La iniciativa del grupo Podemos reduce la capacidad de la Junta para comprar voluntades mediante ese dinero público.
En la sesión plenaria de este miércoles en las Cortes de Castilla y León, se ha aprobado la Proposición de Ley de Reforma de la Publicidad Institucional. Todos los grupos parlamentarios, menos el Partido Popular y los partidos provinciales, han aprobado la propuesta registrada originalmente por Podemos, que reducirá considerablemente la capacidad que hasta ahora tenía la Junta para comprar medios de comunicación a través de la publicidad institucional.

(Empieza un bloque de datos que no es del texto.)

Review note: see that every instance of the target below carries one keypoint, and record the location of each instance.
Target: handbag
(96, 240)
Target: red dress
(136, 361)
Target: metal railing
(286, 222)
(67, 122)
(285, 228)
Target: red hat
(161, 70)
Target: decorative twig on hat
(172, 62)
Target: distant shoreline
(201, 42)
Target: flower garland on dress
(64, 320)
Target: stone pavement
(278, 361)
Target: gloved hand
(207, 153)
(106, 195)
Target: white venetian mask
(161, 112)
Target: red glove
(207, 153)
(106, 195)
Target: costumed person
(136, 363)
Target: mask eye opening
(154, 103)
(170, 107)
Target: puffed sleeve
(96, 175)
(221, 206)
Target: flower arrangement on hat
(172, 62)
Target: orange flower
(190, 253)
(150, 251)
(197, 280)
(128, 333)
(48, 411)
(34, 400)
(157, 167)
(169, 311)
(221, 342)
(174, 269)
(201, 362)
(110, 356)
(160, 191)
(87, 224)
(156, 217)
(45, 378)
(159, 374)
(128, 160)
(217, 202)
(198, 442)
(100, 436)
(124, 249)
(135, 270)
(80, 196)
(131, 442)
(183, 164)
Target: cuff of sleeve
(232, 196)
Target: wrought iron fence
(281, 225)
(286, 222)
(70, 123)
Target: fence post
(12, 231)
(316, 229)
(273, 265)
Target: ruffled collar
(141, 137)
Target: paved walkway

Así informa el digital “diariored.com” quien agrega que el hasta ahora vigente permitía la Gobierno castellanoleonés utilizar las subvenciones públicas a medios de comunicación permitía para controlar muchos medios de comunicación por la vía de la financiación. Hablamos de “pseudomedios” y diarios digitales cuya principal fuente de ingresos es la publicidad institucional, es decir, dependen económicamente de ella. Y ya sabemos que, cuando hablamos de medios, la dependencia económica se traduce en dependencia editorial.
Por ello, el elemento central que propone la nueva Ley es que la publicidad institucional no podrá superar el 33% del total de sus ingresos. Así, todos aquellos medios, especialmente digitales, cuya viabilidad financiera depende exclusivamente de los fondos públicos, deberán dejar de funcionar o, al menos, deberán replantear su rol de voceros de sus financiantes políticos. Como el texto de la nueva norma no especifica si la limitación se refiere sólo a la financiación autonómica o abarca también a la financiación de ámbito estatal, se le ofreció al Partido Popular una enmienda transaccional que concretara esta cuestión, pero los de Mañueco se negaron.
Como las enmiendas transaccionales requieren de unanimidad para ser aprobadas, esta no salió adelante. Por ello, el resto de grupos ya negocian una nueva enmienda que especifique que el límite del 33% se aplica sólo a la financiación proveniente de la Junta.
La semana pasada, y a sabiendas de que la reforma estaba cerca de aprobarse, el PP asignó una partida 48 millones a RTVCYL (Televisión de Castilla y León). Esta televisión privada, con apenas un 1% de audiencia, está controlada por los dos grandes grupos mediáticos de la región; Promecal de Antonio Miguel Méndez Pozo y Edigroup de José Luis Ulibarri, ambos constructores.